Interessante pronuncia in tema di operazioni inesistenti. La Suprema Corte di Cassazione, con l’Ordinanza n. 8919/2020, ha chiarito che, assolta da parte dell’Amministrazione Finanziaria la prova, anche indiziaria, dell’oggettiva inesistenza delle operazioni, graverà sul contribuente l’onere di dimostrarne l’effettività e non sarà sufficiente esibire i pagamenti del corrispettivo spesso utilizzati proprio allo scopo di far apparire reale un’operazione fittizia.

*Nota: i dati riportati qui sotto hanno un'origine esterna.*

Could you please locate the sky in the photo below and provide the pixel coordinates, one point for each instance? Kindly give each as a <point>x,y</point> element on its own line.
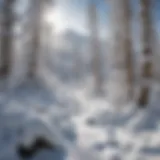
<point>73,14</point>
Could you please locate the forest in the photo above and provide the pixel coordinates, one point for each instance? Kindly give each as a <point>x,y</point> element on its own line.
<point>79,79</point>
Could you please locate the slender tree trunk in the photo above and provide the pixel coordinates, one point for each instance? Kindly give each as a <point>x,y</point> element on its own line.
<point>6,36</point>
<point>95,50</point>
<point>36,12</point>
<point>121,73</point>
<point>146,36</point>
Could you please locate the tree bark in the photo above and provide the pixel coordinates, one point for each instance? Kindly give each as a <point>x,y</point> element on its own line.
<point>146,36</point>
<point>95,49</point>
<point>121,68</point>
<point>6,36</point>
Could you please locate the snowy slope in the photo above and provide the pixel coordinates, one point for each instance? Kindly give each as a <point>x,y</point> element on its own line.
<point>84,127</point>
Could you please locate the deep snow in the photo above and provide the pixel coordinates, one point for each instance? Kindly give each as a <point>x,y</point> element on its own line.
<point>83,126</point>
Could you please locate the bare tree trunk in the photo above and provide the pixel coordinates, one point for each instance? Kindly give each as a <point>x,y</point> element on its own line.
<point>121,74</point>
<point>146,36</point>
<point>6,33</point>
<point>35,31</point>
<point>95,50</point>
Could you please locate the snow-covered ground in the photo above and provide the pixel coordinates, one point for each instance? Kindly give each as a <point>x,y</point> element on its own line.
<point>84,127</point>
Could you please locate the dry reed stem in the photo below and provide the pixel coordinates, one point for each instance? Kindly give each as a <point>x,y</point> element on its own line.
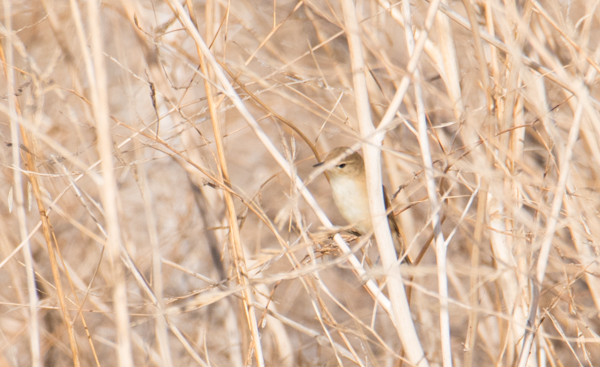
<point>8,61</point>
<point>287,96</point>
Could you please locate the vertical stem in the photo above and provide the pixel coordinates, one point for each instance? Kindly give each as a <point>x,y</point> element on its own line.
<point>400,307</point>
<point>234,231</point>
<point>34,328</point>
<point>109,186</point>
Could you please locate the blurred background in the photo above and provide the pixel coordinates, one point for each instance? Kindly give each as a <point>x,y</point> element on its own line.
<point>196,220</point>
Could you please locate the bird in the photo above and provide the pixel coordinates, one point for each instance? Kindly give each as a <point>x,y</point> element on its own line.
<point>349,190</point>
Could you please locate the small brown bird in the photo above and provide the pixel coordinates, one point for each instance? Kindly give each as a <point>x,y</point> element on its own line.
<point>349,188</point>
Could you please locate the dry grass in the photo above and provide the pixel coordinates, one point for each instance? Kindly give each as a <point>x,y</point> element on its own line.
<point>159,196</point>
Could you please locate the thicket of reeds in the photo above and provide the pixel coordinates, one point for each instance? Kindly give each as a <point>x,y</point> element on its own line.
<point>160,208</point>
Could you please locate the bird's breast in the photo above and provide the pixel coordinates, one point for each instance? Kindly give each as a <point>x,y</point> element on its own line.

Del pari, con riferimento all’I.V.A., il diritto alla detrazione dell’imposta non può, sicuramente, farsi discendere dal solo fatto dell’avvenuta corresponsione dell’imposta formalmente indicata in fattura, richiedendosi, altresì, “l’inerenza dell’operazione all’impresa, che è certamente mancante in relazione al pagamento dell’I.V.A. corrisposta per operazioni (anche parzialmente) inesistenti, in quanto di per sé inidoneo a configurare un pagamento a titolo di rivalsa, trattandosi di costo non inerente all’attività dell’impresa, ed anzi potenziale espressione di detrazione verso finalità ulteriori e diverse, tali da rompere il detto nesso di inerenza”.